San Francisco in Accra

My taxi crawled through the afternoon traffic, windows rolled down all the way, the black and gray clouds of exhaust streaming in. I was hot and sweaty and dying for some sort of very cold refreshment. We were almost home. Then the Fan Milk man appeared and I leapt out of the cab.

Fan Milk is a local creation, and is frozen yogurt or soft ice cream sold in small plastic bags, sort of like well-branded water sachets. Fan Milk is sold mostly by young people on bikes with Fan Milk coolers attached to the handlebars. One Fan Milk packet is 2,500 cedi, or 30 cents.

As I tore into my icy Fan Milk, a parade of hundreds of boisterous young men took over the street. They were dressed in black and red, and they were walking, biking and riding on two huge flat-bed trucks. Nigerian crooner 2 Face's hit "African Queen" blared from speakers on the trucks.

And then I saw the men in dresses. Red dresses. Their hair done up in women's styles, they sashayed down the street waving. Other men had their jeans pulled down far enough to reveal red sequined thongs. I couldn't believe it.

"Hey," I asked the CD vendor standing next to me. "What is this?"
"Oh, it's the university kids," he replied laughing. "Today is their day."
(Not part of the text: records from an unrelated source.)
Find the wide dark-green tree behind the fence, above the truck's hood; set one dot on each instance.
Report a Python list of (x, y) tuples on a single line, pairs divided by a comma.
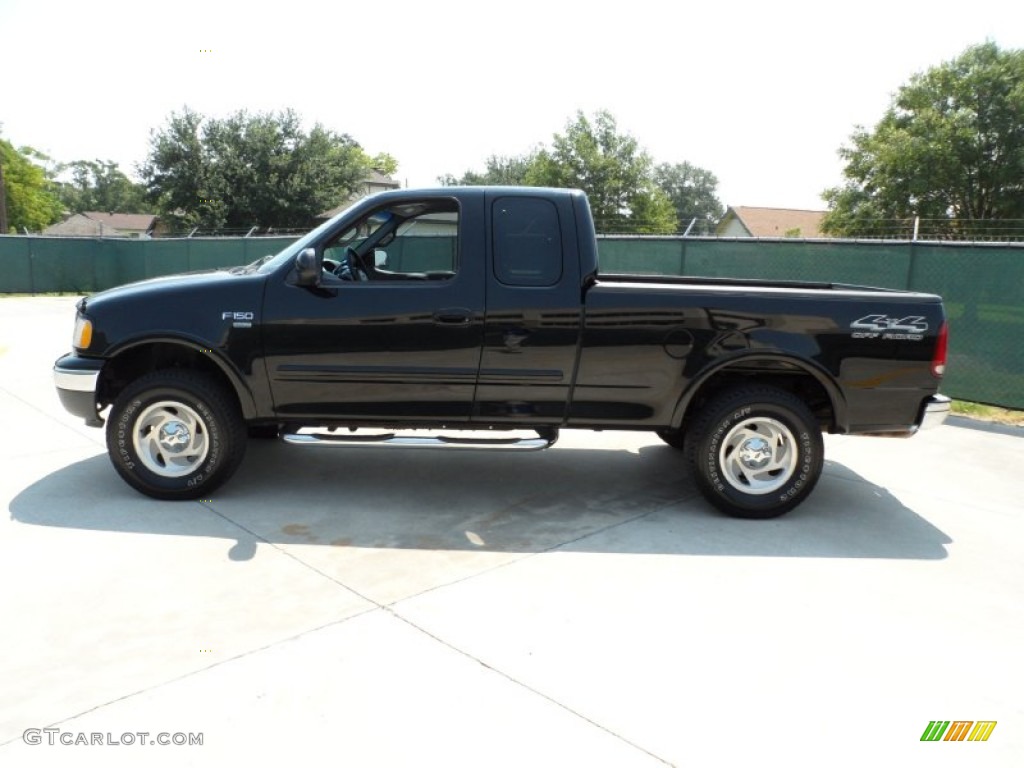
[(248, 170)]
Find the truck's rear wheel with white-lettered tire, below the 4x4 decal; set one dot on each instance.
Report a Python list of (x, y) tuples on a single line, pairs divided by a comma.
[(756, 452)]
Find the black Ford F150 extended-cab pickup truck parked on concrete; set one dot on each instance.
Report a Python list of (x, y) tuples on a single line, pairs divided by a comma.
[(483, 311)]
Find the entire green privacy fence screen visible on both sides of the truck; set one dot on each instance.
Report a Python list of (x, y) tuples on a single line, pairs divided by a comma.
[(983, 284)]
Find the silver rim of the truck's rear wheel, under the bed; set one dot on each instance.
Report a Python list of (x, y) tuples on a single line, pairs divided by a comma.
[(758, 456)]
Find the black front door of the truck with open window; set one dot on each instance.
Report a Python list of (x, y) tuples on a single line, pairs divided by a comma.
[(400, 343)]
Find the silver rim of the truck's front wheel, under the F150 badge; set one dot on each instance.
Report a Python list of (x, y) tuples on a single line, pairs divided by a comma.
[(170, 439)]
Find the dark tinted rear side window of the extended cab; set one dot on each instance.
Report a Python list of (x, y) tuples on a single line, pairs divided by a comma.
[(528, 242)]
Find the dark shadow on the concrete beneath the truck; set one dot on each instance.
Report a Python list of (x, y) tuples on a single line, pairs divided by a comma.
[(467, 501)]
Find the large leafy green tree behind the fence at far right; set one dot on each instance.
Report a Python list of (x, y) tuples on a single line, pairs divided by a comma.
[(950, 148)]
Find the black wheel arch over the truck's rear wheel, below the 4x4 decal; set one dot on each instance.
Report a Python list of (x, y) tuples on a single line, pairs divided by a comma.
[(802, 378)]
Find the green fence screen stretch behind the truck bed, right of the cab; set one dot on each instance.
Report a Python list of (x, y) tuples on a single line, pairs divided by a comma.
[(982, 284)]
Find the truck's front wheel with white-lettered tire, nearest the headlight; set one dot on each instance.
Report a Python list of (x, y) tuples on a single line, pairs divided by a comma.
[(176, 435)]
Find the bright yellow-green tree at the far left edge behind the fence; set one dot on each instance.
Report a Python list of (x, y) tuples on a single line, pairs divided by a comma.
[(30, 196)]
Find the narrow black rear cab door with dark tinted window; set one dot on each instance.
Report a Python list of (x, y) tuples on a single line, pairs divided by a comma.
[(534, 312)]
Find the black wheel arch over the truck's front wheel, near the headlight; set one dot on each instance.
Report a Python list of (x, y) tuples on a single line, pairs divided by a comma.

He went on to describe something like a 'senior' skip day in the U.S. The emphasis here, he told me, was that the students get to just act as crazy as they want to for a day. These students, he explained, were from University of Ghana, Legon (a suburb of Accra).

As the parade flowed by, people in cars and along the roadside laughed and waved.

"This doesn't bother people?" I asked.

I had to verify with him that certain of the parade-goers in drag were really men. It felt like just another day in my hometown of San Francisco, but Ghana is a religious and fairly conservative country.

"No," he said, chuckling. "It's their day."

The parade passed in about five minutes, and the street was instantly enveloped in choking gridlock again.

I asked my hosts here about the parade, and asked other expats and Ghanaians about the parade. Most of the expats hadn't heard of this tradition and didn't believe it. The Ghanaians just laughed and said "Yeah, that's their day."

Just goes to show the multiple layers of every society and how just when you think you have even the slightest handle on a place, something happens that makes you realize you don't have a clue.